The elderly wizard sighed and would have continued speaking if the House Elf hadn't arrived with a pop, carrying a large tray, perfectly balanced, with two plates full of steaming soup, some bread on the side, and a serving of tea for two with a kettle.

"Headmaster sirs, Deputy Headmistress sirs," the House Elf's head bobbed in recognition, before setting it all up on the desk.

"Thank you, Tifty," said Dumbledore, giving the Elf a small inclination of his head in return, whose face sported a smile that spread from ear to ear, before it vanished from the room with yet another pop. While McGonagall had taken upon ignoring the meal before her and instead settled for the hot brew of tea, Dumbledore ignored both altogether.

McGonagall took a deep sip, before voicing one of her thoughts. "Would he have confided in us had we not sent Hagrid to collect him for his first trip to Diagon? What if we had sent Pomona or Filius? What if I had went in his place?"

Dumbledore steepled his fingers together and leaned forward on the desk. "What if, Minerva? It is quite the proverbial sand-trap for any who venture into the realm of 'what ifs', for all the innumerable possibilities that might have occurred if only but one choice had been different. What if I had found someone else to take Harry Potter in? What if I had occasionally visited the Dursley household or arranged for someone to keep an eye on them? What if, what if, what if... on and on, dear Minerva."

He raised one of his hands to forestall her reply.

"I chose Hagrid for his friendship with James and Lily, both of whom had found it in their hearts, amidst those troubled times, to befriend and keep company with such an odd man that even most of the other students ignored, at best, or considered him beneath them and harassed him, at worst. I chose him because I wished for Harry to hear of their school-days from someone who knew them for more than their grades and classwork. There were times, before they ever became a couple, when each of them had visited our benevolent, if at times misguided, groundskeeper, and provided him with comfort. I chose Hagrid so that Harry would come to see and hear all that was best about them. Hagrid is not to blame, Minerva."
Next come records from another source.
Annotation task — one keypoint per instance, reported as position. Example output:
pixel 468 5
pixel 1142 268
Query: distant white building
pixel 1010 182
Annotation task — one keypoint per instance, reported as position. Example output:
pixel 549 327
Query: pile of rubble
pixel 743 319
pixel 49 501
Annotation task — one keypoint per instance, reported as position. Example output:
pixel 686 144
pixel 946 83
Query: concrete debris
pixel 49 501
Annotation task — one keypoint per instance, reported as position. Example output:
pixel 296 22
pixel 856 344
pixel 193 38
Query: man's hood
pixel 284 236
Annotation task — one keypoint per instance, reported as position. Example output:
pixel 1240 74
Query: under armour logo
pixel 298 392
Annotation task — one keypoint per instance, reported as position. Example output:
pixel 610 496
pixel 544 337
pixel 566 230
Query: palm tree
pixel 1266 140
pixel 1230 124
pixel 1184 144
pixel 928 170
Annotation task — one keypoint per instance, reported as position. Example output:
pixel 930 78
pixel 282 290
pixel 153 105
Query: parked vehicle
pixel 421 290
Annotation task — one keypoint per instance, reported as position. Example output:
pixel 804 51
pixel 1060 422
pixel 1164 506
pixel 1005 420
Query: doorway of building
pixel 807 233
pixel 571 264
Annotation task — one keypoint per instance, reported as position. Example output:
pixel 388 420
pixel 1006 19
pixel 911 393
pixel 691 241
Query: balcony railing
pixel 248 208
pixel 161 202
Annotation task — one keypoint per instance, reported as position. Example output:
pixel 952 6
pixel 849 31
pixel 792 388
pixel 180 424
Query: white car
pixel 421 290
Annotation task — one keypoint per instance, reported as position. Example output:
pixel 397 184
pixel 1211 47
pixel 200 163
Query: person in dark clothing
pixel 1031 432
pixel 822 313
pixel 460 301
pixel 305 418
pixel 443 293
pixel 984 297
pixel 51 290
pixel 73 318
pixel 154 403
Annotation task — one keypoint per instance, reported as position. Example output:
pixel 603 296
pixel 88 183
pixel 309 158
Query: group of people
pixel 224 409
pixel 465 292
"Nor are you," she butted in.

"Perhaps, perhaps not. But you cannot deny that the boy has little reason to care for me." Albus Dumbledore's smile was a rueful one. "Odds are, the boy might even hate me, yet conceals it deep beneath. One way to change that would be to finally assume the role I was given by the last will of James and Lily: his guardian. But I cannot force it on him, that much is clear."

"And what if he's undecided, and does not budge towards either choice? What then, Albus? Do you think Cassiopeia Black will be content to idly sit by and wait for him to make up his mind, at his own pace? She's already quite intent on taking the boy, and it certainly doesn't help that she claims that the boy slept for so long only because he was waiting for a Black to wake him."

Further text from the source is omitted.